A Vaccine for Coronavirus Racism

Law Xiao Xuan

On the bus back to my accommodation yesterday, a little boy around the age of 8 waved at me from the sidewalk, then yelled “CORONAVIRUS!” before dissolving into giggles with his friends. 

I’m Singaporean Chinese. At least four generations of my family have lived their entire lives outside of China (Singapore is not in China). And this distinction really shouldn’t matter, because viruses aren’t exclusive to any ethnicity or nationality. That little boy and his friends definitely did not care though – the East Asian face has become the face of coronavirus, and the consequent target of the equally virulent coronavirus racism.  

It doesn’t help that the disease was initially dubbed the ‘Wuhan virus’ in its early days, associating the disease closely with the city and by extension all mainland Chinese. But I can’t help wonder if a coronavirus by any other name could have prevented the current racist sentiment that has arisen in response.

A great part of racism comes from ignorance of differences. Plenty of attention and vitriol has been generated from that single, powerful image of ‘exotic bat soup’. Concerns about food safety are understandable. But the unfamiliarity of the creature is sensationalised and its image weaponised against the mainland Chinese, playing upon the undercurrents of racial prejudice already present in society. 
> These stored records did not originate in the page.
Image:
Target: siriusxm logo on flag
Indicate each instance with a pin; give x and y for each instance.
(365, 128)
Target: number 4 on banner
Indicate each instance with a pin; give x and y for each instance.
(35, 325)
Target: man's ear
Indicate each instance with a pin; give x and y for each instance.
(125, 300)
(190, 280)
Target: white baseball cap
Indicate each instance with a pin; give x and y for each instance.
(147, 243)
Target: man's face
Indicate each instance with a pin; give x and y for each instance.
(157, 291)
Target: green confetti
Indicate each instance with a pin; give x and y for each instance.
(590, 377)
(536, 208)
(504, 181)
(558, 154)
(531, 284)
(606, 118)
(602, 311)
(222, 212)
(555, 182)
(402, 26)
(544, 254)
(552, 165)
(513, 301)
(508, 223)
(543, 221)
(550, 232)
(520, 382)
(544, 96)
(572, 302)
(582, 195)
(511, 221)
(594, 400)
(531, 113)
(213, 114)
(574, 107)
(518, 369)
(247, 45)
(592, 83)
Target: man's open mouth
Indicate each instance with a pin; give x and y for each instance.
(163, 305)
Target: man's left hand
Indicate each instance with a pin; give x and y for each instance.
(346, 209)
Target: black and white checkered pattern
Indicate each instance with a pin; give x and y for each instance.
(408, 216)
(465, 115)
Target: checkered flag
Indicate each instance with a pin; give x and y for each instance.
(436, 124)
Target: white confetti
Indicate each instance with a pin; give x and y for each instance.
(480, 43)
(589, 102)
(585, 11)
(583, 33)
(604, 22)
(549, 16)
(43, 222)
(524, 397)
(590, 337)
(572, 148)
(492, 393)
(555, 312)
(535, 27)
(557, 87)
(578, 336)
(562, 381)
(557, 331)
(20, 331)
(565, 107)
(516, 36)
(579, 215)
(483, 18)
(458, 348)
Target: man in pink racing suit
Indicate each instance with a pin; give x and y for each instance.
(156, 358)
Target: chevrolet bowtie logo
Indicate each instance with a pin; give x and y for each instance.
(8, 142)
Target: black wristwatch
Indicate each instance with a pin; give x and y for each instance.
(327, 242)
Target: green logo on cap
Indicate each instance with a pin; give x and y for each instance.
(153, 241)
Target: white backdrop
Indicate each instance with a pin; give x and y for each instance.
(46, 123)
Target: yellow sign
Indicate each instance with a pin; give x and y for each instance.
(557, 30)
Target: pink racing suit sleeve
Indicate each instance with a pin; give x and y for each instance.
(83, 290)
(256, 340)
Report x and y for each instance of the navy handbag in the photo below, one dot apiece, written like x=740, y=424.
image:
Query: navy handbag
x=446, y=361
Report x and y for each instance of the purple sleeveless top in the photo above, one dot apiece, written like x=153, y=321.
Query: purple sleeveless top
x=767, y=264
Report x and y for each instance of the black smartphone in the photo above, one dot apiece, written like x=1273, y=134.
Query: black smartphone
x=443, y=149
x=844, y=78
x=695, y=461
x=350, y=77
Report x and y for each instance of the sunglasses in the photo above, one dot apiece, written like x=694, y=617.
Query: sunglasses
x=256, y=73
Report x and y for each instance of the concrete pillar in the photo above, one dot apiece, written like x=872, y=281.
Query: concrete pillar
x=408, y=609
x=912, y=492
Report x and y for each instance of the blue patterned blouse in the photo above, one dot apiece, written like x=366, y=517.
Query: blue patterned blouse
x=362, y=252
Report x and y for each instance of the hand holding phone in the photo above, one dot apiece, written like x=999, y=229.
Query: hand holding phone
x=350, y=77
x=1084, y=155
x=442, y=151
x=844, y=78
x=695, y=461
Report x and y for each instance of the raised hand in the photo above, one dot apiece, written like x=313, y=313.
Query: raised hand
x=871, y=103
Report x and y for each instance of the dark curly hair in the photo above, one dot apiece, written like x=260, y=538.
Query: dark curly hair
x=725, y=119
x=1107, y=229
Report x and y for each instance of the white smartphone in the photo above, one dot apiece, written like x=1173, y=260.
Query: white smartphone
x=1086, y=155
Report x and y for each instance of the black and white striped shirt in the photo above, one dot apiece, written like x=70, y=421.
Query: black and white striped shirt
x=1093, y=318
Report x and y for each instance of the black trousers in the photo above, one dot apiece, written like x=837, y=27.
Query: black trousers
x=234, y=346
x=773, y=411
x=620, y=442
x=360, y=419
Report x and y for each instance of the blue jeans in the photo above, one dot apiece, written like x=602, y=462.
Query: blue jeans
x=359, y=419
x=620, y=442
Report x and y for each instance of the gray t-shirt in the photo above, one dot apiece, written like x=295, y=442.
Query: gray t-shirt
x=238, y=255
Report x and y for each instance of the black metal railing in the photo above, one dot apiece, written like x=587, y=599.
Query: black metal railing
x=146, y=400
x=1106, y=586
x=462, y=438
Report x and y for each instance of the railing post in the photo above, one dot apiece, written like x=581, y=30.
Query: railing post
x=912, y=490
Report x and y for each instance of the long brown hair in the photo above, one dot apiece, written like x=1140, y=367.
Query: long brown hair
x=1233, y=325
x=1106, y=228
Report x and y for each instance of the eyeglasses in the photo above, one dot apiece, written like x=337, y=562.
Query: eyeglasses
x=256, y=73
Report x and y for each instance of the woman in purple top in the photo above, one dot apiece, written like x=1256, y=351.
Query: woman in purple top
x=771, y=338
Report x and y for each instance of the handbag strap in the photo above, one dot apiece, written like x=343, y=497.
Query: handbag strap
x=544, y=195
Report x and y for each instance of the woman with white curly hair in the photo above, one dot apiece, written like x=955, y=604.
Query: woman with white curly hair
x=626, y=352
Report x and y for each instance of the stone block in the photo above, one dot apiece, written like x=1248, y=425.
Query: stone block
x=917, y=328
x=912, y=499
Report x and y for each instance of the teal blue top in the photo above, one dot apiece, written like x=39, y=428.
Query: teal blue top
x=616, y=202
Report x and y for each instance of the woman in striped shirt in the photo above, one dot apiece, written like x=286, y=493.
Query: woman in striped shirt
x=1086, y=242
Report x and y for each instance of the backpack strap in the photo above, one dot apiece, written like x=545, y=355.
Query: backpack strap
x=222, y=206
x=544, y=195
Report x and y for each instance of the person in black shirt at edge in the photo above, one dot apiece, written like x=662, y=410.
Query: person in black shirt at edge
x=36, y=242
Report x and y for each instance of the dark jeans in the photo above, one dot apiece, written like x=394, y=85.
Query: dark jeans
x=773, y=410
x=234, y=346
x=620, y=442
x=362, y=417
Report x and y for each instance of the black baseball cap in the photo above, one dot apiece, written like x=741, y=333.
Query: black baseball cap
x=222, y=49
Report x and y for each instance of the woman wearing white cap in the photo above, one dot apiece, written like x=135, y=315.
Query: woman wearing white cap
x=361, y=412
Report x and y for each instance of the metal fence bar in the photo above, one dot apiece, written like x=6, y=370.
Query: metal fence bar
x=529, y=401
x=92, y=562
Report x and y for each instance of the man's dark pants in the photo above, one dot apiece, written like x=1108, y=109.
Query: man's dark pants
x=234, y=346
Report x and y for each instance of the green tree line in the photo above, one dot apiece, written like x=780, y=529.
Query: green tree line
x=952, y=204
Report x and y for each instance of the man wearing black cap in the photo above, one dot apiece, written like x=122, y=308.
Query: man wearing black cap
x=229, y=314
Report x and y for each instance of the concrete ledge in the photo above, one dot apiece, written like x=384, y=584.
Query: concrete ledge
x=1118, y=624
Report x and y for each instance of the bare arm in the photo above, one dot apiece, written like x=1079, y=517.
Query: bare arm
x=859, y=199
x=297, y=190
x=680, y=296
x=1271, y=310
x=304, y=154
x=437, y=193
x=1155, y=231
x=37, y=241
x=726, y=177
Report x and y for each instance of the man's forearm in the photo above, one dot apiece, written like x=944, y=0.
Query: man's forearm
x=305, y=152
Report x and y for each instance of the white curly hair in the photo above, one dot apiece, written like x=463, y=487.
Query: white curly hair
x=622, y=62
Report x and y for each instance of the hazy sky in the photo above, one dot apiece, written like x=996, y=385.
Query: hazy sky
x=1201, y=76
To no one’s surprise, discourse surrounding the coronavirus has become a thinly veiled justification for ignorance and racism towards East Asians. Neither is this a simple East vs. West divide – prejudices between different Asian and Chinese communities have also been made prominent with the various responses to the coronavirus. Yes, not all Chinese communities are the same, nor do they necessarily always get along. 

It was wrong of the boy to shout such a thing at me just because of the way I looked. To him, I was a disease-ridden Chinese body. To me, he highlighted the importance of being aware of one’s positionality, especially in times like this. 

I first learnt about the concept of positionality in a module about Asian performances of Shakespeare at my home university in Singapore. The Oxford English Dictionary defines it as “the occupation or adoption of a particular position in relation to others, usually with reference to issues of culture, ethnicity, or gender”. 

As a group of predominantly Southeast Asian students, we had been confident that we were on home ground when it came to ‘Asian performances’. The implications of positionality came with the realisation of just how little we actually knew about cultures outside our own – even if those cultures were ‘Asian’. 

We can’t be every kind of person, or know everything – as I learnt through the horrendous amount of research I had to do before approaching every theatre production on that module. But I also learnt to respect people as whole, complex beings, living full lives of their own, even if I found their culture and way of life foreign. 

It’s perfectly fine to find certain things unfamiliar and strange. (For example, I find the fact that people eat rice with forks here absolutely horrifying.) But finding something unfamiliar and strange doesn’t mean that it’s necessarily bad and wrong.

Wash your hands thoroughly in 2020, and remember to check your positionality before you make that racist coronavirus comment.